Chronique

Roy Nathanson

The Nearness and You

Roy Nathanson (as, ss, bs, p, voc), Marc Ribot (g), Curtis Fowlkes (tb, voc), Arturo O’Farril (p), Lucy Hollier (tb), Anthony Coleman (p), Myra Melford (p)

Label / Distribution : Clean Feed

En septembre dernier, à Rouen. Roy Nathanson était seul. Il racontait des histoires, des souvenirs, des standards qu’affectionnait son père. Il chantait avec faconde, en plus de cette délicieuse manière d’être aux franges de la justesse qui a bâti sa réputation. « The Nearness of You » était au cœur de ses préoccupations et de ses anches. Un peu comme ce concert au Stone, deux mois avant, que nous rapporte le label Clean Feed. Mais à New York, Nathanson était accompagné pour évoquer la chanson de Carmichael enregistrée - entre autres - par Ella Fitzgerald avec Louis Armstrong. Avec lui, dans une série de duos comme autant de visites amicales, une revue de ses trente dernières années : Marc Ribot, Anthony Coleman… Et même son vieux partenaire des Jazz Messengers, Curtis Fowlkes. The Nearness AND You

Avec le tromboniste, il propose « Indian Club », discussion complice à l’alto autour d’un ostinato obsessionnel, mais surtout « The Nearness of Ewes » et « The Nearness of Youse », variations douces-amères où se croisent deux saxophones embouchés conjointement (alto et soprano, configuration familière) et coulisse volubile, mais aussi Roy au piano et Fowlkes à la voix. Trois véritables déclarations d’amitié, si ce n’est d’amour. On aura la sensation similaire avec Anthony Coleman, avec qui il entame « What’s Left » en libre improvisation. Un morceau long, tortueux, où la stridence du soprano joue à fleuret moucheté avec les cordes étouffées du piano. Elles le relient directement à Ribot avec qui il défriche « An Other’s Landscape », territoire escarpé, d’apparence hostile mais toujours chaleureux.
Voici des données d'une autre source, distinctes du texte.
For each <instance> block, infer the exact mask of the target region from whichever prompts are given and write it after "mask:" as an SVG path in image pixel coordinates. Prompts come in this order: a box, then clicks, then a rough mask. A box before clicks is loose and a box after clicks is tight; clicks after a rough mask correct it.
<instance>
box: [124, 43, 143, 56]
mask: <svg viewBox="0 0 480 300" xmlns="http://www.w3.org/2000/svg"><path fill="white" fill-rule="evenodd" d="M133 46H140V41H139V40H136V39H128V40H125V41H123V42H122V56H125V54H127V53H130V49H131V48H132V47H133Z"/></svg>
L’amour est le sentiment qui prédomine un peu partout, notamment avec Myra Melford. Chaque improvisation, si elle n’a rien à voir avec le standard central, rattache à la question de la proximité, de la familiarité… Tout ce qui peut transformer la promiscuité en instant charnel. « What ? Shoes ? » et sa pointe d’humour décalé au baryton en est un parfait exemple. C’est « The Nearness of You Too », avec Melford, qui livre la plus belle interprétation du standard en guise de conclusion. D’abord parce que le saxophoniste s’y fait le plus doux, plein de scories, mais aussi car Melford souligne, main droite, un blues traînant, puis dans les basses quelques complexités qui donnent du relief au chant de son hôte qui déclare sa flamme pour le jazz avec une élégance qui n’est naturelle que pour peu de musiciens. Celui-ci en fait partie.